Добавить в цитаты Настройки чтения

Страница 59 из 88

Собственно, у кострища их скучоквалось трое. Межислав лежал чуть поодаль, закинув руки за голову, устремив взгляд в звездное небо. Недавно он узнал, что согласно историческим записям бег Бату взял Рязань на штурм и спалил город до тла, перебив почти всех жителей. И хотя трое потомков постарались утешить его как могли. Мол, и кое-кто все-таки уцелел, и Рязань потом отстроилась, и сама Русь поднялась, почитая себя аж третьим Римом… Все это его мало утешило. Он все выслушал, все разузнал, и потом молча откинулся на спину, будто вынырнув из общего разговора. Так и лежал он на спине, то глядя в звездное небо, то прикрывая глаза, вспоминая тех кого он знал, помнил и любил.

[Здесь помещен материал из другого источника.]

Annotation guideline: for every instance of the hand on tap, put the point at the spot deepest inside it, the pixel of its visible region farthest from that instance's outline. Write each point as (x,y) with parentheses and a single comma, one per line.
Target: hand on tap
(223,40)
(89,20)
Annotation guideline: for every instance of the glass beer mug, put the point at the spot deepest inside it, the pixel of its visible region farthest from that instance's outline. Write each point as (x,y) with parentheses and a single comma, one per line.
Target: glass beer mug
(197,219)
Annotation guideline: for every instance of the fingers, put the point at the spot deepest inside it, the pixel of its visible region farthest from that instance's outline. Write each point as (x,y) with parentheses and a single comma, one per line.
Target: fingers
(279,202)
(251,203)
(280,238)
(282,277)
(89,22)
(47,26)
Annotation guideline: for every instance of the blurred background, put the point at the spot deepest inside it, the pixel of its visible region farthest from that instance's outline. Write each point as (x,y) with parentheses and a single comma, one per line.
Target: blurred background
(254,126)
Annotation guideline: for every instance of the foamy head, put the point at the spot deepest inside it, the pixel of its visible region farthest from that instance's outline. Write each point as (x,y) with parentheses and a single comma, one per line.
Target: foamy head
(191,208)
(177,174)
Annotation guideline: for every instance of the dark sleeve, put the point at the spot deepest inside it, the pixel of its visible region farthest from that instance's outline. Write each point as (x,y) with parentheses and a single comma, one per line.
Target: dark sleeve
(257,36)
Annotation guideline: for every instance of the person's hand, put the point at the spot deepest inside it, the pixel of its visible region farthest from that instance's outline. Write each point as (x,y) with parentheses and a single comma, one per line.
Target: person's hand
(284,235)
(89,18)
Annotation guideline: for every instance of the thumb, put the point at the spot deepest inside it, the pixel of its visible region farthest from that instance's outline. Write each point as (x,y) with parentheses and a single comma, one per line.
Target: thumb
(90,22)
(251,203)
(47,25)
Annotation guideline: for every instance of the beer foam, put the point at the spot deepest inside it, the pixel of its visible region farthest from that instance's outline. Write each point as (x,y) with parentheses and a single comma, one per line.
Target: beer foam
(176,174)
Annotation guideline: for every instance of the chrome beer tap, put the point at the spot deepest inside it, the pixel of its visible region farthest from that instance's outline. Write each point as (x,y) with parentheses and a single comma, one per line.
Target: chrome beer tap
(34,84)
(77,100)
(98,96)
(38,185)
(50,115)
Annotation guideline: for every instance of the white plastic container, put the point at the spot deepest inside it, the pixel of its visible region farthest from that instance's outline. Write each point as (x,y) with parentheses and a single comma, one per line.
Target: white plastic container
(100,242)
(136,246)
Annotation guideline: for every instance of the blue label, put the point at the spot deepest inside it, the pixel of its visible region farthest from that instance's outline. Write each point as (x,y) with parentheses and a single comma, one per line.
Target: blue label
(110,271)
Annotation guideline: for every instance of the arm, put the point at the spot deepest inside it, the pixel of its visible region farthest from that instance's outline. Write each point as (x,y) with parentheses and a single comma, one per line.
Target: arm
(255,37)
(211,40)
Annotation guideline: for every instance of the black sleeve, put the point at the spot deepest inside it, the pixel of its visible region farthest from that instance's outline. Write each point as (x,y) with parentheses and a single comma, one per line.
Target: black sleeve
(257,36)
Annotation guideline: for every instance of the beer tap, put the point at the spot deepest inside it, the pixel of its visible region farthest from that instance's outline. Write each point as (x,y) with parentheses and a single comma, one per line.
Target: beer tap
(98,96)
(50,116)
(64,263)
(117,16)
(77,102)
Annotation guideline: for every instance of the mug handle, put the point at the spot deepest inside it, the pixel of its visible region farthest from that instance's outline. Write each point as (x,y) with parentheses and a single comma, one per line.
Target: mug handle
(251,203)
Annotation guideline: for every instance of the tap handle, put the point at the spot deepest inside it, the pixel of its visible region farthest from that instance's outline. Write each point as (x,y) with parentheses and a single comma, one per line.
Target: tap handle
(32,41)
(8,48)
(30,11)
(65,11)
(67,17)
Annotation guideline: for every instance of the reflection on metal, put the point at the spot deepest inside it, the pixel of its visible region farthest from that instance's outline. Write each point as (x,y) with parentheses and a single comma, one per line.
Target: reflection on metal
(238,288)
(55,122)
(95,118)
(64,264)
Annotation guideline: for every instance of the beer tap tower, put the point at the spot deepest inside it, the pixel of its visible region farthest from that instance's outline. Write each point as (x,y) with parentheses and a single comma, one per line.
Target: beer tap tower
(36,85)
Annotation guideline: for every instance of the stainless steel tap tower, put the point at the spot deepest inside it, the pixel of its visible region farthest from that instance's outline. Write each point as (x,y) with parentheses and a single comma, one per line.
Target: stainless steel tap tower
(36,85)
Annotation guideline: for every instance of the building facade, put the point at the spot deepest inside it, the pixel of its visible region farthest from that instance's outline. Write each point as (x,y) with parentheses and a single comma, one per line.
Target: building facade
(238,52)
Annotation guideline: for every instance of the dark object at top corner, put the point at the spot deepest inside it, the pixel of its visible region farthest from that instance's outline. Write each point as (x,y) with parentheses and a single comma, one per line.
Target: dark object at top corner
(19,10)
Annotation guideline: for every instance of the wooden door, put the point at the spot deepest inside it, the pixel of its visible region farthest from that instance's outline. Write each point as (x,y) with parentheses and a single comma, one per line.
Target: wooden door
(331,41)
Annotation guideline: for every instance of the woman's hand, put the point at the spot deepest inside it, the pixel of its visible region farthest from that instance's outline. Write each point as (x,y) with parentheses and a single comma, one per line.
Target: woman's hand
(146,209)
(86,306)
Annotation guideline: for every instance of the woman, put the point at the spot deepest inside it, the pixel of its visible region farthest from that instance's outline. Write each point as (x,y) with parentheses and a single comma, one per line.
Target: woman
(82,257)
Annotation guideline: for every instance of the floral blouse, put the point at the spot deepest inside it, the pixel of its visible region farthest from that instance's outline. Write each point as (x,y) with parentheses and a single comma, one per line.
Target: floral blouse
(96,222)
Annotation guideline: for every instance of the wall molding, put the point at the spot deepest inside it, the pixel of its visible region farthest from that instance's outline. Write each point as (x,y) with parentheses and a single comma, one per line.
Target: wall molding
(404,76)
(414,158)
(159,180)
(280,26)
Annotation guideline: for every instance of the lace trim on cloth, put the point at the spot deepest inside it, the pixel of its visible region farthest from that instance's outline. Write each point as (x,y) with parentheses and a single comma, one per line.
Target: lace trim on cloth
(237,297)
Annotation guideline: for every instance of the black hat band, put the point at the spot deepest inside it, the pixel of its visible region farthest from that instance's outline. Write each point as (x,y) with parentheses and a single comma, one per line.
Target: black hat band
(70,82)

И было это буквально вчера. Только вчера. Всего один проход солнца. Но человеку даже не миг не дано вернуться назад. И все что было, больше уже никогда не будет. Свидетельства истории еще могут остаться в памятных книгах. Там же сохранятся и имена князей, нарочитых людей… А кто вспомнит о жене Межислава, Велене. О их сыне? Только у него в памяти они остались. Только память теперь у него и есть. А что с Веленой стало? Погибла ли она вместе с городом? Татарская сабля и пущенный по городу огонь? Или уцелела, – но для чего? Не для мугольского ли полона? И какой-то степняк брал её, силой разводя скрещенные для защиты руки, ноги… Или не попала в полон, и уцелела, и… честная вдова погибшего мужа, снова вышла замуж? И уже не его – Межислава жарко шепча называла Велена темными ночами любым, своей семеюшкой? А его сын, – кого звал тятей? Раз не приспело Межиславу, то кто посадил сына по обычаю в три года на коня, для овладения верховой наукой? Да и посадил ли?! Стал ли сын воином? Или пришлось ему как приживальщику отрабатывать свой хлеб пахотой в чужой семье!?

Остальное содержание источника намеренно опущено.